No consensus on vulture census, conservation

 
By Archi Rastogi
Published: Monday 30 April 2007

No consensus on vulture census, conservation

-- Vulture conservation in India is in a state of flux. The only point that researchers agree on is that it is absolutely vital but there is no consensus on how to go about it. There is a dispute regarding vulture censuses, the causes for their decline and even the measures needed to solve the problem of the bird's relentless progress towards extinction.
Number game The role of vultures as scavengers is vital. According to the Bombay Natural History Society (bnhs), which runs the Conservation Breeding Centre at Pinjore, Haryana, there has been a sharp decline in the number of vultures. The sudden decline started in the 1990s, according to bnhs, which estimates that the two predominant species, Gyps indicus and Gyps tenuirostris, has seen a decline of about 99.7 per cent and 97.4 per cent between 1992 and 2003.The actual population of vultures, however, is debated and the method to track them--through monitoring stretches of roads for vulture sightings--is not correct, says Anil Chhangani from Jai Narain Vyas University, Jodhpur.

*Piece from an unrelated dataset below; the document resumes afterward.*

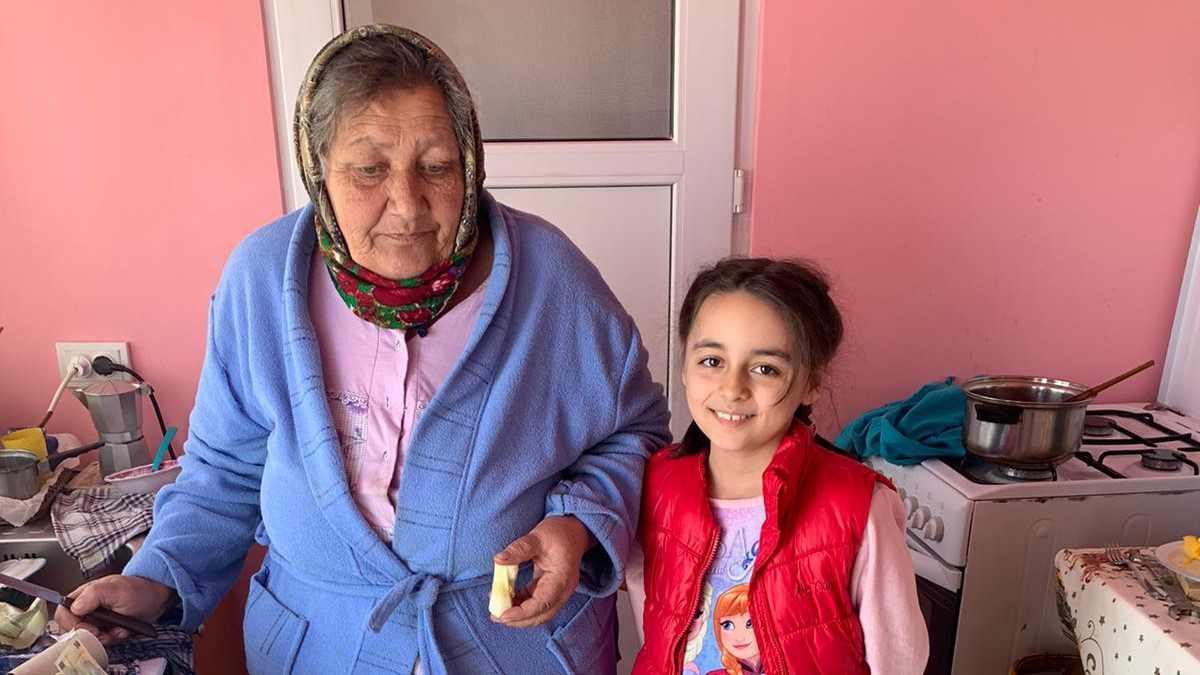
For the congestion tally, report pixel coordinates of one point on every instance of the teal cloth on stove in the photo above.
(928, 424)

Several causes have been outlined and rejected. Until the late 1990s, the debate centred around pesticides. It was reported that only four vultures out of 2,000 remained in the Keoladeo National Park, Bharatpur, in 1998. And the probable reason that was given then was that the carcasses--food for vultures--contained high level of pesticides (see 'What's eating the vulture?' Down To Earth, January 15, 1999). Research thereafter absolved pesticides as the cause of vulture deaths. Some said a viral disease was the reason.

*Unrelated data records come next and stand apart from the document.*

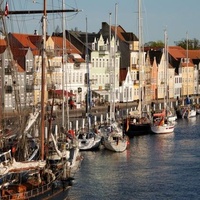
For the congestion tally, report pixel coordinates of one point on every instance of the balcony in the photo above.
(77, 65)
(8, 71)
(8, 89)
(107, 86)
(29, 88)
(50, 53)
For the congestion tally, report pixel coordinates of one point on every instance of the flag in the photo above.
(127, 124)
(6, 9)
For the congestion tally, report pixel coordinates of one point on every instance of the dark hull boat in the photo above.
(132, 129)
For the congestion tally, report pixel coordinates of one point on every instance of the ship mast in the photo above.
(43, 82)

A study, published in Nature online, January 28, 2004 gave a new insight into the debate. It found diclofenac, a commonly used painkiller for cattle, responsible for the decline. Diclofenac was found to lead to gout, kidney failure and the subsequent death of vultures.

Meloxicam, another non-steroidal anti-inflammatory drug, was suggested as an alternative because it was not harmful for vultures but has similar medicinal properties as diclofenac. The Indian Veterinary Research Institute supported research and then came the ban on diclofenac. The drug controller general of India directed phasing out veterinary diclofenac and replacing it with meloxicam by August 11, 2006 (see 'No side-effects?' Down To Earth, March 15, 2006).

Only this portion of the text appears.